Taraflar arasındaki davanın yapılan muhakemesi sonunda mahalli mahkemece verilen, yukarıda tarihi ve numarası gösterilen hüküm, davalı banka tarafından, ipoteğin kaldırılması yönünden temyiz edilmekle, evrak okunup gereği görüşülüp düşünüldü:Davacı; Türk Medeni Kanununun 194/1. maddesi gereğince, taşınmaz üzerinde hak sahibi olan eşi dahili davalı (koca)'nın, davalı banka lehine, 24.07.2005 tarihinde rızası olmaksızın ipotek tesis ettirdiği gerekçesiyle ipoteğin kaldırılmasını talep etmiş, mahkemece davanın kabulüne karar verilmiştir. İpotek tesis tarihinde tapu kütüğünde taşınmazın "aile konutu" olduğuna ilişkin bir şerh bulunmadığına göre, lehine ipotek tesis edilen bankanın kazanımı iyiniyetli olması halinde korunur (TMK m.1023).
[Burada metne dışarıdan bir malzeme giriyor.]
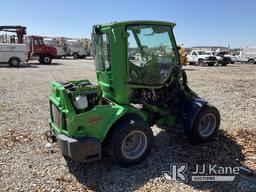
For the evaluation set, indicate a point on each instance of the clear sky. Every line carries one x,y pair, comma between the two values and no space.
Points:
199,22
Zira Türk Medeni Kanununun 194/1. maddesi ile tapuya güven ilkesine bir istisna getirilmiş değildir. Kanunun iyiniyete hukuki bir sonuç bağladığı durumlarda, asıl olan iyiniyetin varlığıdır. İyiniyetin varlığı asıl olduğuna göre, lehine ipotek tesis edilen bankanın kötüniyetli olduğunu kanıtlama yükümlülüğü bunu iddia edene düşer (TMK m. 6). Dosya içindeki belgelerden, lehine ipotek tesis edilen bankanın kötüniyetli olduğu kanıtlanamamıştır. Şu hale göre, tapuya güven ilkesini esas alan Türk Medeni Kanunu'nun 1023. maddesi koşulları işlem tarafı olan davalı banka lehine gerçekleşmiştir. Öyleyse davanın reddi gerekirken yazılı gerekçe ile kabulü isabetsiz olmuş ve bozmayı gerektirmiştir (HGK'nın 24.04.2013 tarih 2012/2-1567 esas, 2013/579 karar sayılı ilamı).SONUÇ: Temyiz edilen hükmün yukarıda gösterilen sebeple BOZULMASINA, bozma sebebine göre yargılama gideri ve vekalet ücretine yönelik temyiz itirazlarının şimdilik incelenmesine yer olmadığına, istek halinde temyiz peşin harcının istek halinde yatırana geri verilmesine, işbu kararın tebliğinden itibaren 15 gün içinde karar düzeltme yolu açık olmak üzere oybirliğiyle karar verildi.